The Underwear Bomber failed, in more ways than one.

“The Underwear Bomber failed.” [buahaha, in more ways than one]

We’re going to beef up airport security, because Umar Farouk AbdulMutallab allegedly snuck a bomb through a security checkpoint. We’re going to intensively screen Nigerians, because he is Nigerian. We’re going to field full body scanners, because they might have noticed the PETN that authorities say was hidden in his underwear. And so on.

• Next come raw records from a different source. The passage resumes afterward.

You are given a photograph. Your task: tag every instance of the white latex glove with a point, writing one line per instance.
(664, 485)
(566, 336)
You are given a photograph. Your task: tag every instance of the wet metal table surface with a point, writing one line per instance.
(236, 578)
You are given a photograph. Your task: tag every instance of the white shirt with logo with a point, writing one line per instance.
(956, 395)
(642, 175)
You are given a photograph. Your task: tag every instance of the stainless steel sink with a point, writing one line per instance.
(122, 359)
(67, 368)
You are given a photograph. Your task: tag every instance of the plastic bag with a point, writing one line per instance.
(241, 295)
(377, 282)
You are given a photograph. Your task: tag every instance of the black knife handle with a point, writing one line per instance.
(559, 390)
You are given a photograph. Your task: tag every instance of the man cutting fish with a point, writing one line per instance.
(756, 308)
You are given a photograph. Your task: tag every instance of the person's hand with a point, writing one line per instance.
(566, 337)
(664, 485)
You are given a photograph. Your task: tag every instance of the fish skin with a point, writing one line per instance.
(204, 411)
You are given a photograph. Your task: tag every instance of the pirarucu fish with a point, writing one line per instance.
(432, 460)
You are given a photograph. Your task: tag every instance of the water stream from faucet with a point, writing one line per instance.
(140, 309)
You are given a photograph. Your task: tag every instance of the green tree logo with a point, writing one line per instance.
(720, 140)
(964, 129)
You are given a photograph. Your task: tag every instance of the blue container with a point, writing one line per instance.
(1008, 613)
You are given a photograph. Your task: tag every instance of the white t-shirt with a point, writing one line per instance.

We’re doing these things even though this particular plot was chosen precisely because we weren’t screening for it; future al Qaeda attacks rarely look like past attacks; and the terrorist threat is far broader than attacks against airplanes.

[I have the answer. After 9/11 we weren’t allowed to bring box cutters or knives onto airplanes anymore. After the “Shoe Bomber” we have to take our shoes off. The most logical answer is the safest. It is being wrongly cast aside because of modesty, vanity and fear of being giggled at. We all have to take our clothes off. That’s right folks… no more clothes on airplanes. The safest way to fly is when we have no where left to hide chemicals or weapons. We get to the airport, undress, put on FAA-Approved Flight Robes and make our way to the gate. Our clothing is tied up in plastic bags and checked with our bags. People with medications can check them in with the flight attendant and you are still allowed to bring reading material. Please, for all our sakes, don’t forget to wear deodorant.]

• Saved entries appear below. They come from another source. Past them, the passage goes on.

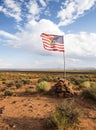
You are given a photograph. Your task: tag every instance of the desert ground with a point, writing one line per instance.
(23, 108)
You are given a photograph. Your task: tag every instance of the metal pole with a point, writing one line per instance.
(64, 66)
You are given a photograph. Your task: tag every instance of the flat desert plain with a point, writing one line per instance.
(23, 108)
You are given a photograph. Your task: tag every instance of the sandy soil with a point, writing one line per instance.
(24, 111)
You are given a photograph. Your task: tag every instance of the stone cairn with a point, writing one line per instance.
(62, 88)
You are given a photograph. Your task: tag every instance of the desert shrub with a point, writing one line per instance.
(26, 81)
(10, 84)
(85, 84)
(8, 93)
(64, 117)
(48, 79)
(42, 86)
(3, 82)
(3, 79)
(89, 93)
(18, 85)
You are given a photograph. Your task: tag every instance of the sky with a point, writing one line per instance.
(23, 21)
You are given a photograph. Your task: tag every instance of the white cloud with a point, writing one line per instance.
(82, 44)
(33, 10)
(5, 64)
(7, 35)
(43, 3)
(12, 9)
(72, 9)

We’re doing these things even though security worked. The security checkpoints, even at their pre-9/11 levels, forced whoever made the bomb to construct a much worse bomb than he would have otherwise. Instead of using a timer or a plunger or another reliable detonation mechanism, as would any commercial user of PETN, he had to resort to an ad hoc homebrew — and a much more inefficient one, involving a syringe, and 20 minutes in the lavatory, and we don’t know exactly what else — that didn’t explode.

[Dear Underwear Bomber,
Who convinced you this was a good idea? Did you come up with this plan all by yourself? You stuffed chemicals in your unmentionables. Any plan that involves chemicals near my hooha is going to immediatly be passed over. If, by some stretch, someone manages to ask me to reconsider, the mention of a syringe, an in-flight lavatory and the BURNING my hooha part would toss it right back into the realm of not-gonna-happen. Let’s also take a look at your chances for lasting glory. The Underwear Bomber. Really? Was this how you wanted to go down in history? The Underwear Bomber? When you reach heaven, and folks ask you ‘How’d did you go?’ You could respond, “I exploded in my underwear.” Also, you failed. How sad is that? You failed lighting your underwear on fire. I honestly don’t think your heart was really in it.